Three years ago, Shoukry Tiab, then-CIO at New Horizons Computer Learning Centers, got a call from a headhunter wondering if Shoukry was interested in becoming the tech boss at Jenny Craig Inc.

Tiab decided to check out the company, which runs weight loss centers around the U.S. and is well known for its shrinking spokeswoman, the former self-described "Fat Actress" Kirstie Alley.

So Tiab registered with Jenny Craig's website and walked into one of the company's stores in Santa Ana, Calif. At the center, Tiab had to give the same information he had already entered online. Then he noticed that the weight loss specialist he spoke with wrote down his data a second time.

The store's technology was hardly more advanced than pen and paper -- MS-DOS, specifically -- and the company's wide area network (WAN) barely merited the name. Workers at a given center, for example, could print only from a single computer. There was no failover. If a DSL connection went down, credit card transactions could grind to a halt.

"Immediately, walking in as a client, I knew there was a disconnect between the center and the website," Tiab says. "My name wasn't there. They took the same data and re-entered it. It was shocking to see DOS-based character recognition running the business. They had very little technology and a lot of challenges. That's what CIOs look for; we love challenges. I saw the opportunities."

But Jenny Craig wasn't just struggling with antiquated technology. The company had posted poor financial results and subsequently suspended the CIO search. Then Tiab got another call from Jenny Craig, only for the company to freeze the search yet again when its owners put the business up for sale. Then, last year, Swiss giant Nestlé acquired Jenny Craig. In early 2007, after three years of courtship, Tiab finally came aboard as the CIO. And recently, Jenny Craig launched a massive network rebuild that has laid the foundation for a complete tech revamp.
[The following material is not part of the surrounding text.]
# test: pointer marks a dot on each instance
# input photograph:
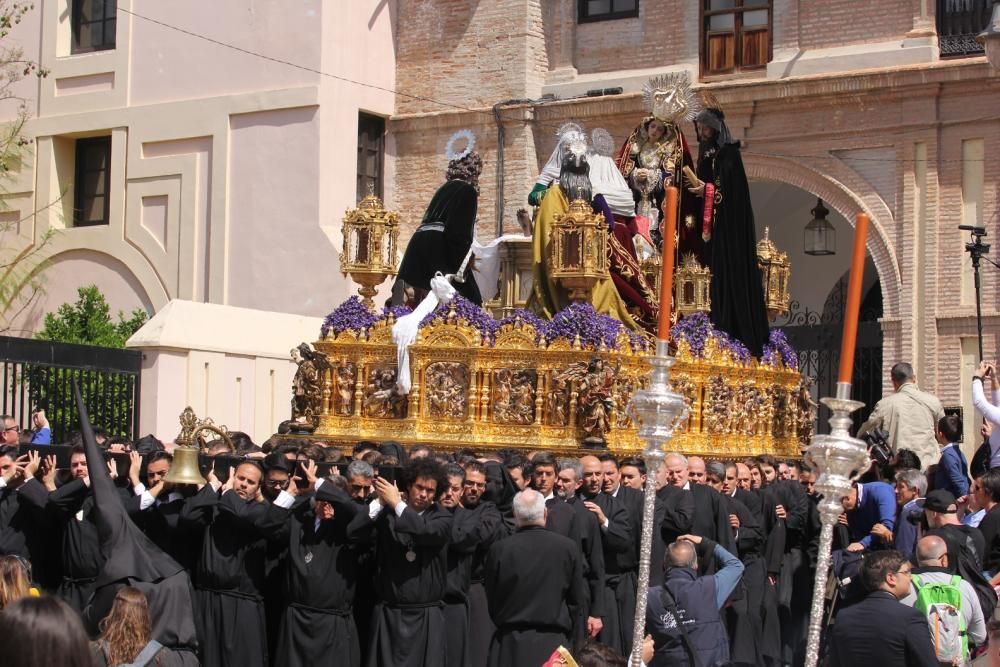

In 2006, IT Director Alessandra Nicoletti was hired to deploy a new thin-client WAN, which would connect 3,500 users across the company's 600 stores and allow the California-based IT department to centrally manage technology for the first time. "If you looked at the time spent supporting the current system and downtime, it equaled rolling out a new center," she says. "They were screaming for help out in the field." For Jenny Craig's IT department, the new $8-million WAN promises to be a makeover as dramatic as any on a reality TV show.